Fuel Standard (Petrol) Determination 2001 and the Fuel Standard (Automotive Diesel) Determination 2001
Regulation Impact Statement
Environment Australia, 2001
5. Identification of Affected Parties
The parties that will be affected by the introduction of national fuel quality standards are:
- State/Territory government agencies
- the refining industry
- fuel importers
- the automotive industry; and
- business and consumers.
The most substantial impact will be on the domestic refining industry as significant investment will be required to upgrade refinery plant for production of the cleaner fuels. The amount of investment required will vary according to current refinery configurations and will be less for those refineries where significant investment has already been made, such as BP's Bulwer Island refinery in Queensland.
There will also be significant impact on importers who will be required to source the cleaner fuels to meet the standards at a higher cost and renegotiate contracts for the supply of petrol from 2004. Supplies of appropriate fuel from the local region (ie Asia) are limited and high freight costs would be involved to ship the fuel in from Europe or the Middle East.
The vehicle manufacturing industry is the next most affected party, however, the impact is significantly less than for the refining industry. The cleaner fuels with lower sulfur levels will facilitate the introduction of new emissions control technology and avoid warranty problems which could result from misfuelling with the lower octane and higher sulfur fuels currently available.

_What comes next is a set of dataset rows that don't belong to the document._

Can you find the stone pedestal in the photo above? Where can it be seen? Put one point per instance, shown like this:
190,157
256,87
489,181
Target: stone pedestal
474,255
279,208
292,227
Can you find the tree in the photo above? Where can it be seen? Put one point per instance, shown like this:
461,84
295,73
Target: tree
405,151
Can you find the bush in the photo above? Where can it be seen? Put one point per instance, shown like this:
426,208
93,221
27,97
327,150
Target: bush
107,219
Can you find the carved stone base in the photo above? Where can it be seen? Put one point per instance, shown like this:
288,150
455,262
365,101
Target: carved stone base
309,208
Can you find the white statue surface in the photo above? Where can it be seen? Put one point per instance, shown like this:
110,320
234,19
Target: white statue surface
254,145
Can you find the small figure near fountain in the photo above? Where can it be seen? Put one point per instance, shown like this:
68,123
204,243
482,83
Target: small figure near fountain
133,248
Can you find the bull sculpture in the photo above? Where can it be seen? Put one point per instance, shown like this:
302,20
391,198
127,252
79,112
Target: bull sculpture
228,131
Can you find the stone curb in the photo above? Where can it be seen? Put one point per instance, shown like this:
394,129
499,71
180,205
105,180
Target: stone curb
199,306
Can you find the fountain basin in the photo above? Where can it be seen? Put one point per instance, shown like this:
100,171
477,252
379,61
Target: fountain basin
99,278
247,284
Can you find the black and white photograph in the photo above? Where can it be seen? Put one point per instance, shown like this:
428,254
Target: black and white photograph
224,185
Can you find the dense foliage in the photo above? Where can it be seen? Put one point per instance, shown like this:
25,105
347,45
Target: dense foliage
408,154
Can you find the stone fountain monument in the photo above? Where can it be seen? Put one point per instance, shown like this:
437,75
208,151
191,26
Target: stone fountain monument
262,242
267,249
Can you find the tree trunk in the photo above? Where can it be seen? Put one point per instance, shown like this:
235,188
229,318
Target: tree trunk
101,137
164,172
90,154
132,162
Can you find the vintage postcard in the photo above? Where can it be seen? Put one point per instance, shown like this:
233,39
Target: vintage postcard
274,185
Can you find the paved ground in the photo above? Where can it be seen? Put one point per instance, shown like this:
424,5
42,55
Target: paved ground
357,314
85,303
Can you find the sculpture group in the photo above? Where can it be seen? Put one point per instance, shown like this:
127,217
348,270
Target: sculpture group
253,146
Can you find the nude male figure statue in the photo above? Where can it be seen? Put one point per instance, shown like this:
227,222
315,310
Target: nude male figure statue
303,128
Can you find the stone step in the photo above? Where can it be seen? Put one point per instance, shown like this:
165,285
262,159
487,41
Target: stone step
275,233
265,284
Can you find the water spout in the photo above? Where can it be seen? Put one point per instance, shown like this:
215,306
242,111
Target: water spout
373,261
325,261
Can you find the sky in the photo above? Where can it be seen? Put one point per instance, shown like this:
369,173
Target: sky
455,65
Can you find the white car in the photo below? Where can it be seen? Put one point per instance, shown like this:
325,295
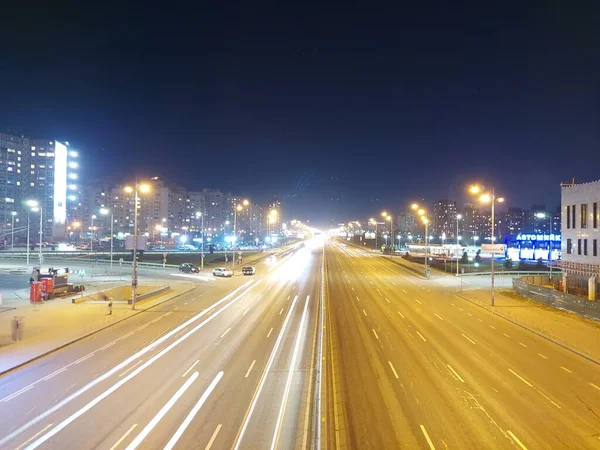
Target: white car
222,272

Small businesses and retailers in the fuel supply chain will be affected by the increase in price and restrictions on imports as a result of the standards. The higher cost to consumers of the cleaner fuels will have a greater impact on small business than large business which will be able to more readily absorb the cost. However, the increases in fuel prices modelled under the Fuel Quality Review (outlined in section 6.1 below) were based on harmonisation with Euro 4 fuels. Full harmonisation with Euro 4 is not expected to be implemented until 2008 - 2010.
During the process for developing the standards, every effort was made to engage all stakeholders. However, due to the very technical nature of the issues, and particularly in the discussion papers that were released for public consultation, there was very little interest from the general public.
It is also important to note that in many instances, the advice received from stakeholders was contradictory and arguments put forward were not supported by documented technical evidence to substantiate claims made about the impacts of the standards.